Plaque instability is now acknowledged to be the major cause of unstable angina, myocardial infarction, and sudden cardiac death. Unstable lesions (that are not necessarily severely stenotic) with a large lipid core, many inflammatory cells, and a thin fibrous cap are associated with acute coronary syndromes. The role of cytokines in contributing to plaque instability also is being elucidated. Forrester describes the process of plaque instability and provides clinical strategies for reducing the incidence of acute coronary syndromes.
Plaque instability begins with endothelial activation caused by both the classic cardiac risk factors (elevated cholesterol levels, smoking, and hypertension) and more recently identified factors (homocysteine, immune complexes, and some infectious agents). Activated endothelium causes local adherence of blood cells that can enter the blood vessel wall. As cells enter the endothelium, low-density lipoprotein (LDL) cholesterol also enters and is oxidized and taken up by macrophages. This lipid and macrophage core is the largest segment of an unstable plaque.
All cell types in the vessel wall are activated, as occurs in other chronic inflammatory processes, and cytokines and proteolytic enzymes are expressed. These enzymes cause collagen degradation, resulting in thinning of the fibrous cap of the atheroma, while the cytokines decrease smooth muscle cell function and cause apoptosis (cell death). Systemic inflammatory factors also contribute to plaque instability, as demonstrated by increased C-reactive protein and fibrinogen levels in patients with acute coronary syndrome.
Although reduction of lipids has been a standard method of reducing the risk of coronary heart disease, this new understanding of unstable plaques (see accompanying table) provides additional methods of risk reduction.
Reducing endothelial activation: angiotensin II is in dynamic balance with nitric oxide.
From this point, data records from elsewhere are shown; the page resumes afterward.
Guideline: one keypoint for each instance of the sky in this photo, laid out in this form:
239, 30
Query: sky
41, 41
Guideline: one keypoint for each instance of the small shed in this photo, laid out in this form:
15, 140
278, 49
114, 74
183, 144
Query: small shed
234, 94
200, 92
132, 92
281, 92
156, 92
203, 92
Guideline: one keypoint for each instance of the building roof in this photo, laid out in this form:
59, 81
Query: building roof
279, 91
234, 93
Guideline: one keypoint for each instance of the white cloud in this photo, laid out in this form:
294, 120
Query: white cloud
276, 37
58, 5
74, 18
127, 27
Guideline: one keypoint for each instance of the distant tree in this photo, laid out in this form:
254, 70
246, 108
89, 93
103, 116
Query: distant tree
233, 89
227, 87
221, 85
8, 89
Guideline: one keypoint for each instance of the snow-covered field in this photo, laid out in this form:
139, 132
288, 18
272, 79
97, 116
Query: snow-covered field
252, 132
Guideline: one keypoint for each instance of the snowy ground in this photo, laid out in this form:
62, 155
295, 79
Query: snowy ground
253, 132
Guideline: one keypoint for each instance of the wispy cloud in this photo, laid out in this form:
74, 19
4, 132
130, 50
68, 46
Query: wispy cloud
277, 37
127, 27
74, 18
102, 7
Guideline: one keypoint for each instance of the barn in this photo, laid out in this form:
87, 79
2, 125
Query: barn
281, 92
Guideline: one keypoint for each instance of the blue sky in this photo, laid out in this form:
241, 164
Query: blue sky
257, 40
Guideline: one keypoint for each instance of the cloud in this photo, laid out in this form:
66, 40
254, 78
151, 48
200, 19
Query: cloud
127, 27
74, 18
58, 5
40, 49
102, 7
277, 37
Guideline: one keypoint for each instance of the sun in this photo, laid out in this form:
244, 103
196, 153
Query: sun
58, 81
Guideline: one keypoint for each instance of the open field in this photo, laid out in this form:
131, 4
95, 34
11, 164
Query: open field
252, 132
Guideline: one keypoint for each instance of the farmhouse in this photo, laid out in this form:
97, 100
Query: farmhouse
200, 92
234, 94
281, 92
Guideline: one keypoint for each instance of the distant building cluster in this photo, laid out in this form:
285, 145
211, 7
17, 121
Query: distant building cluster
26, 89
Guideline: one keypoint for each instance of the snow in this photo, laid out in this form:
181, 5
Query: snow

When the balance is in favor of angiotensin II, endothelial activation begins, potentially resulting in plaque destabilization. Angiotensin-converting enzyme inhibitors can reduce macrophage infiltration and cell adhesion, resulting in decreased atherosclerosis. Angiotensin-II receptor blockers seem to have the same effect, although fewer clinical studies have been completed. Fish oils may elevate high-density lipoprotein (HDL) cholesterol levels, decrease very-low-density lipoprotein cholesterol levels, and reduce atherogenesis.
Reducing LDL cholesterol levels: lipid reduction reduces macrophage content in the vascular endothelium. The exact goal for lipid reduction is still being studied; the concept of aggressive lipid lowering to an LDL level of less than 80 mg per dL (2.05 mmol per L) is being evaluated. Statins also may have anti-inflammatory actions and decrease plaque macrophage and cholesterol content.
Accelerating reverse LDL cholesterol transport: raising HDL cholesterol and lowering triglyceride levels with the use of niacin or fibrates can increase the rate of LDL cholesterol reverse transport, thus lowering cholesterol in the plaque and decreasing the cardiac event rate.
Inhibiting the oxidative state: vitamin E and beta-carotene have antioxidant properties and may be useful, but the clinical data are contradictory. Folic acid seems useful in decreasing homocysteine levels, but any method of reduction has not yet been shown to reduce adverse cardiac events.
Inhibiting inflammatory cytokines. The increase of inflammatory cytokines in persons with acute coronary syndromes and the recently demonstrated association with Chlamydia pneumoniae suggest that antibiotics may have some use, but the efficacy of antibiotics in primary or secondary prevention of adverse cardiac events has not been demonstrated. Studies have demonstrated that the anti-inflammatory effect of aspirin can be helpful in patients with plaque instability by decreasing levels of interleukin-6, C-reactive protein, and macrophage colony-stimulating factor.
Inhibiting thrombosis: aspirin and clopidogrel seem useful because of their ability to inhibit platelet aggregation and reduce thrombus formation.
The authors conclude that trials are needed to determine what combinations of therapies added to diet and LDL cholesterol lowering will provide clinically useful outcomes. It remains to be determined if the effects of using all of these treatments will be additive and will result in a decrease in adverse coronary events.